Asking yourself these questions sets yourself up for a sensible and quality investment. Consider these questions before purchasing any stock.
Screen-based investing
Screen-based investing is a popular approach due to its ease of use. Screen-based investing is concerned with using computers and programmes to conduct quantitative analysis.
Through this process, computers create quantitative criteria in which companies must reach to be considered for potential investment.
Alongside this, a popular feature of screen-based investing is the option to look at multiple factors of a company/business. For example, looking at stock value over elongated periods of time to see if the company has the potential for growth.
A popular approach to investing is through initial use of screen-based investment followed by fundamental analysis. This allows initial identification of potential future company prospects through quantitative analysis then human interaction to utilise the 5 components aforementioned.
Using this strategy has also been shown to remove the emotional process from investing. This is due to the computer doing all of the work, therefore, allowing for greater investments to be made with little attachment.
Investing in well-established popular companies (also known as blue chips)
A popular approach to new investors is often to invest in quality well-established companies with a proven track record. This is a sure way to minimise losses and basically guarantee a profit. This can be useful if you have a lot of money to invest in stocks.
Think of it as a savings account with higher interest than your bank. Due to the very low risk of the stocks crashing, you can rest assured that your money is safe whilst making additional money on the side.
One of the downsides to this approach over methods such as fundamental analysis and screen-based investing is the lack of profit in comparison to these methods.
Taking higher-risks into future prospects more often than not (if everything goes right) will result in considerably higher profits than investing in a safe stock.
Quantitative analysis – buying the numbers
Similar to screen-based investing, quantitative analysis is concerned primarily with numbers whilst disregarding the business. If you find yourself constantly talking about numbers when it comes to investing, then more often than not you will be using a quantitative approach.
With quantitative analysis focusing just on the numbers, companies are often sold if prices are seen to dip in the market. A common rule of thumb is often to buy stocks low and sell stocks when they start to fall.
Since quantitative analysis disregards any underlying meaning for the business it presents an opportunity for quick turnover and often does not mean investing in a stock for extended periods of time.
Many investors claim that finding the right numbers will always lead to profits. After all, you can’t argue with numbers.

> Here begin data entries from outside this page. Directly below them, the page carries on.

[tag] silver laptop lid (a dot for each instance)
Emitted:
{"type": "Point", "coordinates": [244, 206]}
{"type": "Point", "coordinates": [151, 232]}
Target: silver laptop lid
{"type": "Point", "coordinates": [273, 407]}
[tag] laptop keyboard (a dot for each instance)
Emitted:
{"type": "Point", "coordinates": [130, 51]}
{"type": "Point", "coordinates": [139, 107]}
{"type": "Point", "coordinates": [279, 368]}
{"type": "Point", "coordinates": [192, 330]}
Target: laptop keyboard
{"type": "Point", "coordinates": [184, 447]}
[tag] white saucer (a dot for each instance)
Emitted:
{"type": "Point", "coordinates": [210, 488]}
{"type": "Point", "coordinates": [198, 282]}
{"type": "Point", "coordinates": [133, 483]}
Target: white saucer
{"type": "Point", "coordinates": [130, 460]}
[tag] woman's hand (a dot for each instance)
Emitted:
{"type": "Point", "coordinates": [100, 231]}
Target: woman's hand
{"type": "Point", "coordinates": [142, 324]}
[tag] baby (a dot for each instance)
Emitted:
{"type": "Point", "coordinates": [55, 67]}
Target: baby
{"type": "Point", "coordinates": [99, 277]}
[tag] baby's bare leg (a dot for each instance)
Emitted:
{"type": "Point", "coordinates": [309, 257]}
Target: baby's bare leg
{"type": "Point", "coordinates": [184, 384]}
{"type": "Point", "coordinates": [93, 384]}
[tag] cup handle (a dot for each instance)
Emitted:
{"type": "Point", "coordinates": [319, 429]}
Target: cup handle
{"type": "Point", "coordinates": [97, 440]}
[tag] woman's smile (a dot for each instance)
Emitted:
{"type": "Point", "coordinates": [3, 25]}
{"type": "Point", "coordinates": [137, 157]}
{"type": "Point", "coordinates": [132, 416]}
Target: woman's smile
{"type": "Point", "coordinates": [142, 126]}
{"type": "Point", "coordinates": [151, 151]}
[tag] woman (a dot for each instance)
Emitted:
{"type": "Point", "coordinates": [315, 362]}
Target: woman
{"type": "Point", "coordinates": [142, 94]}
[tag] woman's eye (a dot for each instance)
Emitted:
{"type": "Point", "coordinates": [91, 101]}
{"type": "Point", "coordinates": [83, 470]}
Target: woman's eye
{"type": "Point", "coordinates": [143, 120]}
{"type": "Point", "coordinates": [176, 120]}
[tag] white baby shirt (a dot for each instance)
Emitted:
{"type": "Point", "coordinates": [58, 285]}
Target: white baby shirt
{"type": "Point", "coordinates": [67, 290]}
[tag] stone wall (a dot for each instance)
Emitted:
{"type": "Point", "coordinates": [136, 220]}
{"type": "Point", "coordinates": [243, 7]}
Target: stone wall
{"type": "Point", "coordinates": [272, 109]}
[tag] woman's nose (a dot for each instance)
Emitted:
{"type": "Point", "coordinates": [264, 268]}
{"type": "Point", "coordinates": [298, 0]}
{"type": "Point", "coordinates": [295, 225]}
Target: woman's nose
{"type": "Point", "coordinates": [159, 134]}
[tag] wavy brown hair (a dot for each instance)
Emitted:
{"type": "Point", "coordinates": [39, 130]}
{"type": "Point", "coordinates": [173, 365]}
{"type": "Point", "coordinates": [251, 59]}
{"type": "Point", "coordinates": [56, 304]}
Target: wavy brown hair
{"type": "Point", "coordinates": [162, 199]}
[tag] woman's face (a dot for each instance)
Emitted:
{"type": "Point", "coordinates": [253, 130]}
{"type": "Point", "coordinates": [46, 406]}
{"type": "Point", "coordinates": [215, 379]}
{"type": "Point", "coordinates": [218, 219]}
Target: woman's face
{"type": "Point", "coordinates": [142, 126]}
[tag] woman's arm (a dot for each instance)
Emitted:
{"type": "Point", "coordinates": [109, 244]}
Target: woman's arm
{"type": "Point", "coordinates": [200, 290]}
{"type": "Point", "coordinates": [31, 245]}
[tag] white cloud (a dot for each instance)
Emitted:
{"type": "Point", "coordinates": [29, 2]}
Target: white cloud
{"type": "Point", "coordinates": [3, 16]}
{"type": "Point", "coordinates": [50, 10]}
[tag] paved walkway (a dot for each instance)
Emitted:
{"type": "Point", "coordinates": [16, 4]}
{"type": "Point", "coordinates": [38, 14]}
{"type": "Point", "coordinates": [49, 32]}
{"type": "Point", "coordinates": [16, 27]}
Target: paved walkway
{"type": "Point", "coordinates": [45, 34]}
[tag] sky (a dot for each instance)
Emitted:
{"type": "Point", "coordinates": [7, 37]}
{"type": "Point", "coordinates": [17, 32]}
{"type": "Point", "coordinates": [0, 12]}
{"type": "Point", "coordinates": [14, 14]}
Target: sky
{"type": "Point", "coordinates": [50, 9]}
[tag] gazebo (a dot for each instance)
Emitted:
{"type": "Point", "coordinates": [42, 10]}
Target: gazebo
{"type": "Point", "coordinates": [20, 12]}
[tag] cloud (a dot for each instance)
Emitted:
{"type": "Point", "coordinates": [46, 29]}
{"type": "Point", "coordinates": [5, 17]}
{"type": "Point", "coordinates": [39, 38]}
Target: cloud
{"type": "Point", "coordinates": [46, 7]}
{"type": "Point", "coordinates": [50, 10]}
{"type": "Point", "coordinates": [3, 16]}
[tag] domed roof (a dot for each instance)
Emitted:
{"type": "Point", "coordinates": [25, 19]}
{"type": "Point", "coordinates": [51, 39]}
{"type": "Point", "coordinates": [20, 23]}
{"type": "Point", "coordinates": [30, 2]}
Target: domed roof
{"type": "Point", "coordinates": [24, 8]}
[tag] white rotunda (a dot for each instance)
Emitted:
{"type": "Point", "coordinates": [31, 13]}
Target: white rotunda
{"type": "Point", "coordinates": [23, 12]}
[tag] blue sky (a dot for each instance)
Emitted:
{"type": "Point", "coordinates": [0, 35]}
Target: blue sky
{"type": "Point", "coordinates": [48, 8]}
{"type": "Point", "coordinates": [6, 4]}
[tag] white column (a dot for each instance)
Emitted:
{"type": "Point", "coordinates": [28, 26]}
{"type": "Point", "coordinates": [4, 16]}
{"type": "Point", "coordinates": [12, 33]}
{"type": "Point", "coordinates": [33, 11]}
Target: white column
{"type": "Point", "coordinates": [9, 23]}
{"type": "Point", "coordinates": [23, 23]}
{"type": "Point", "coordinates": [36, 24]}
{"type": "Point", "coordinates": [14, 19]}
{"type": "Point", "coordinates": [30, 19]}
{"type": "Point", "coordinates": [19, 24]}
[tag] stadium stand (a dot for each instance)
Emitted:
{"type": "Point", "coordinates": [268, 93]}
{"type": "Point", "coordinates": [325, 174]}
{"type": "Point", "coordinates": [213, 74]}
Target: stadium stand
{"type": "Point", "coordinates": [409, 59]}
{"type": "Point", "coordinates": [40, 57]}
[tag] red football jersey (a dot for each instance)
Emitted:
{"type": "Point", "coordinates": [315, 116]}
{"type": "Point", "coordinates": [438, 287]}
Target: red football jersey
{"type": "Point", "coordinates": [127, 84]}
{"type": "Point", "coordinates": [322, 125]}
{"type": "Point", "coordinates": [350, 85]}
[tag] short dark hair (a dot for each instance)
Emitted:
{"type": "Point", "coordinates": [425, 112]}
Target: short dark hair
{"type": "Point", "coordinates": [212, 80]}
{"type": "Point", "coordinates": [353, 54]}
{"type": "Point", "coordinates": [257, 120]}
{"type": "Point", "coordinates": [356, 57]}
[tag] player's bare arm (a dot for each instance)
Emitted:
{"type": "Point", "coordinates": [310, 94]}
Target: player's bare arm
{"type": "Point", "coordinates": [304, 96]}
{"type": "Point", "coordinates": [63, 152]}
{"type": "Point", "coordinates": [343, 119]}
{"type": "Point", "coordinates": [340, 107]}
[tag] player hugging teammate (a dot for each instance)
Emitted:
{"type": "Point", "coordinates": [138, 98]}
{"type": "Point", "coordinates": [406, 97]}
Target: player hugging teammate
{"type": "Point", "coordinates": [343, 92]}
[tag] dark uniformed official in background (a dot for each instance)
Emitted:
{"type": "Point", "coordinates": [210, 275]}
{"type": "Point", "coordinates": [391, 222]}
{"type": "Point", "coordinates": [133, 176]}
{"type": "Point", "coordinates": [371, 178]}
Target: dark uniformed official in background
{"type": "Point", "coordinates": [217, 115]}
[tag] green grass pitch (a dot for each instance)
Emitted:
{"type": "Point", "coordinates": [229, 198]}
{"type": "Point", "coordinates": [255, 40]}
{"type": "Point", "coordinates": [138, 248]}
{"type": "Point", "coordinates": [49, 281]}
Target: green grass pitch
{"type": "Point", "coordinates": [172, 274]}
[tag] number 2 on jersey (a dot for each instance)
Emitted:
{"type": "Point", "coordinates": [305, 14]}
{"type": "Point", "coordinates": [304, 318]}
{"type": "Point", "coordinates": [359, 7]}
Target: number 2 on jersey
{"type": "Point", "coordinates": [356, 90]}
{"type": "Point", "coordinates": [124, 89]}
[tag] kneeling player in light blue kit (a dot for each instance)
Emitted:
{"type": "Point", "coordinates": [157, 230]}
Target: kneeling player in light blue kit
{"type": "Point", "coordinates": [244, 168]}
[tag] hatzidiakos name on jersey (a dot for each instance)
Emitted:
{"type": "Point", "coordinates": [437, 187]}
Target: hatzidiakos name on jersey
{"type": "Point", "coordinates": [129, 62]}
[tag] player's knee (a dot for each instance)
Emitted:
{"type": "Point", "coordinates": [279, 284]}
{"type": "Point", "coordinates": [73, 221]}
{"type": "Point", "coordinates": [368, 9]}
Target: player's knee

Another benefit of this strategy is also a lack of emotional investment. This is due to primarily dealing with numbers and not becoming heavily invested with the business side.
This is useful for developing a thick skin for when it comes to buying and selling stocks consistently promoting maximal profit to be gained.
A Final Thought
Investing in the stock market has its own share of risks and dangers. It is important to learn the market, take your time and pay attention to detail in order to fully enjoy and maximise your investment experience.
Fully research all of your potential investments, use a variety of strategies to obtain the most valuable data on your potential investment.
This will allow you to build up a portfolio of the company, showing weaknesses, strengths, profits and past history in terms of spikes and dips in the market, ultimately allowing you to decide whether this is a worthwhile investment.